Pihaknya mengajak warga untuk menanam pohon yang bernilai ekonomis, seperti durian, jengkol, petai, dan avokad di kebun mereka. ”Tidak masalah warga berkebun dengan tanaman muda, tetapi sebaiknya tanam juga pohon keras yang memiliki nilai ekonomi,” ujar Eko.
Pada 2019, BPDAS Krueng Aceh telah menyalurkan bibit pohon sebanyak 80.000 batang. Pohon itu ditanami pada hutan kritis, area publik, dan perkebunan warga. Eko menyebutkan, beberapa DAS di Aceh yang rusak parah adalah DAS Peusangan (Bireuen-Aceh Tengah), DAS Tripa (Nagan Raya), dan DAS Meureboe (Aceh Barat). ”DAS yang kritis menjadi prioritas pemulihan,” ujarnya.
Kepala Bidang Pencegahan dan Kesiapsiagaan Badan Penanggulangan Bencana Aceh (BPBA) Bobby Syahputra mengatakan, penanggulangan dan mitigasi bencana banjir harus dilakukan bersama.
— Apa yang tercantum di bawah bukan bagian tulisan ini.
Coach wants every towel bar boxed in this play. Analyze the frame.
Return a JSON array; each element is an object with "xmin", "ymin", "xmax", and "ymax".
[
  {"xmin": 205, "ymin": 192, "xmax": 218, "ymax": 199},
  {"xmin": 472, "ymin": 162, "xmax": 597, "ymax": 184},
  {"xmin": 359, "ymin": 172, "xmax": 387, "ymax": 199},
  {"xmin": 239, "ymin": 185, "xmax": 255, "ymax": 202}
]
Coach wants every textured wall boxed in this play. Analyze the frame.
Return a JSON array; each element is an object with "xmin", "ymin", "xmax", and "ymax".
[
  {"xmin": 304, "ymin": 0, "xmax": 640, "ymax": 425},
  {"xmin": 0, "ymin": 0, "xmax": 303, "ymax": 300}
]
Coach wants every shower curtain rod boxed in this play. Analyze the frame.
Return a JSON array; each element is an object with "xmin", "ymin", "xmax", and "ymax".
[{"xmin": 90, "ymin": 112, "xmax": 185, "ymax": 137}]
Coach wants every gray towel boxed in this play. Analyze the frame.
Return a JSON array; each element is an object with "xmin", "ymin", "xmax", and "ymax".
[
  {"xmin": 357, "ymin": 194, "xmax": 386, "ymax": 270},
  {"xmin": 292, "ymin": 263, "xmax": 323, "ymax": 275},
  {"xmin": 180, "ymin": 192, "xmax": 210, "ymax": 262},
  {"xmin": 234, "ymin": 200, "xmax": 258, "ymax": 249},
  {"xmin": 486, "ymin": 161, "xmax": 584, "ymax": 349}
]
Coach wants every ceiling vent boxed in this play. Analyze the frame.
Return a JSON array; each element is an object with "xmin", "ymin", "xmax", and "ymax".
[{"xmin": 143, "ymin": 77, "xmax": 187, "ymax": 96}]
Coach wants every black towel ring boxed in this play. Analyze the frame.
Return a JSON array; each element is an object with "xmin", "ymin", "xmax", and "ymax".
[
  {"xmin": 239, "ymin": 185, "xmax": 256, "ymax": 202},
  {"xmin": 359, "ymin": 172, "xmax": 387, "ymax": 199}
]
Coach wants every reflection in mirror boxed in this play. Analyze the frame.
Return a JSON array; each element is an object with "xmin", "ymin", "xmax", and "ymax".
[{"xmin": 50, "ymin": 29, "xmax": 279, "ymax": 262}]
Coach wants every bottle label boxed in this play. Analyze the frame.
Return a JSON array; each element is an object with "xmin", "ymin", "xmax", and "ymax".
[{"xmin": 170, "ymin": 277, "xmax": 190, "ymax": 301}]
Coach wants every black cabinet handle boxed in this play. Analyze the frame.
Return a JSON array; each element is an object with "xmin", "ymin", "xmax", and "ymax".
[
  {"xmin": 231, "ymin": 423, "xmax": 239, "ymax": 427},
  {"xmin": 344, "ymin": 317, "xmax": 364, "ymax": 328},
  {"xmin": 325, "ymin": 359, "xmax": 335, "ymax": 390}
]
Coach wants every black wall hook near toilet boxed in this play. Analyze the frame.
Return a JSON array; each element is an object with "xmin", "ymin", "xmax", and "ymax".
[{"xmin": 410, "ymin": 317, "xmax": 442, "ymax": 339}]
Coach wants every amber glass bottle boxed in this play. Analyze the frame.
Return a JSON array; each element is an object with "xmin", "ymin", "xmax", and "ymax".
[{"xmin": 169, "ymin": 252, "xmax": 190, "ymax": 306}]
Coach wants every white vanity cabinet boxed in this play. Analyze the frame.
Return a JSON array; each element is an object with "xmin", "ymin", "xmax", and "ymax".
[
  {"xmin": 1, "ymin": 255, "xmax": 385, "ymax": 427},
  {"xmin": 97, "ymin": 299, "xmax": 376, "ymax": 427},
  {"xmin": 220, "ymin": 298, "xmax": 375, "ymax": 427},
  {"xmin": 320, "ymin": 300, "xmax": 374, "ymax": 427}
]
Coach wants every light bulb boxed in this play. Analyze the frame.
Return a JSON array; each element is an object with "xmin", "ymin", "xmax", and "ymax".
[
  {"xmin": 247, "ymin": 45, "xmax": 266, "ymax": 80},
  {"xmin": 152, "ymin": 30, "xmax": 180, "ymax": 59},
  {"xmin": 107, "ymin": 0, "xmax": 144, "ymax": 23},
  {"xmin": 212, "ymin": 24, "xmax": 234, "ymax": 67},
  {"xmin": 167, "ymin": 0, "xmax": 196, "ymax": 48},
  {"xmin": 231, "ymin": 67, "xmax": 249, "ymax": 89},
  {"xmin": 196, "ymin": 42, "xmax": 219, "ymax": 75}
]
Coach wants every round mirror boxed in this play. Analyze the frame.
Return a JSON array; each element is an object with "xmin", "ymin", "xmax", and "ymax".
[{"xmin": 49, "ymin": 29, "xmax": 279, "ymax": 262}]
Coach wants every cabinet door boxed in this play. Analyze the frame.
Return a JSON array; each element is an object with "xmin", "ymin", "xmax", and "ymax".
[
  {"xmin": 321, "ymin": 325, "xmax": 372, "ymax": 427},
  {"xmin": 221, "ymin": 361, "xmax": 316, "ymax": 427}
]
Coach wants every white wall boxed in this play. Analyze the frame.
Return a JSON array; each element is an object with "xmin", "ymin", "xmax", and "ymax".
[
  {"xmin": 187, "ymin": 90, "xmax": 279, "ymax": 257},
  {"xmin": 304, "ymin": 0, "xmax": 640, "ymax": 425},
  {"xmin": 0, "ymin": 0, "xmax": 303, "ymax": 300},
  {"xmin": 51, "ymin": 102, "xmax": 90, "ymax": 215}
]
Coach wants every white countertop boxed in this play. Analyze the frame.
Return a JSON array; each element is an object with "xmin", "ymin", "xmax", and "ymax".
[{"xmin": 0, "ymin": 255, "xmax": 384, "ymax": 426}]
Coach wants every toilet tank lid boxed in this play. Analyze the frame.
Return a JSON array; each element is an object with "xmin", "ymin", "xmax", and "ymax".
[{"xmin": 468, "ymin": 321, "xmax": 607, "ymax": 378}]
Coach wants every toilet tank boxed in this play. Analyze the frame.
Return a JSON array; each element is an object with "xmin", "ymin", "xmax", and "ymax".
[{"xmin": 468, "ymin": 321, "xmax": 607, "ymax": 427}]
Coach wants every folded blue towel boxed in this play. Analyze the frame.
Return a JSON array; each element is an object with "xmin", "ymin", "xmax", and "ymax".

Pasalnya, BPBA tidak memiliki kewenangan terhadap pengelolaan kawasan hutan dan sungai. ”Yang kami lakukan pendidikan kesiapsiagaan kepada warga,” ucapnya.
Kajian risiko bencana Aceh 2016-2020 yang disusun BPBA menyebutkan, 19 kabupaten/kota di Aceh memiliki risiko tinggi terhadap bencana banjir. Adapun luas lahan yang digenangi banjir di Aceh mencapai 1,5 hektar. Dari 5,5 juta penduduk Aceh, sebanyak 4,2 juta berpotensi terdampak banjir.
Direktur Wahana Lingkungan Hidup Indonesia (Walhi) Aceh Muhammad Nur menuturkan, pada 2017, nilai kerugian dampak bencana di Aceh diperkirakan mencapai Rp 1,5 triliun. Kerugian itu dihitung dari kerusakan infrastruktur, lahan pertanian, dan harta benda milik warga.
Pada 2017, bencana banjir bandang di Aceh Tenggara juga merusak infrastruktur publik, seperti jalan, rumah ibadah, dan sekolah. Pada tahun yang sama, kebakaran hutan di Aceh Barat dan Nagan Raya juga mengakibatkan kerugian bagi petani. ”Intensitas bencana alam semakin tinggi. Ini terjadi karena laju kerusakan alam kian parah,” kata Nur.
Ketua Forum Pengurangan Risiko Bencana Aceh Nasir Nurdin menyebutkan, bencana alam berdampak terhadap kondisi ekonomi dan sosial warga. Dia berharap, pemerintah menyiapkan langkah jangka panjang yang konkret untuk mengurangi dampak bencana.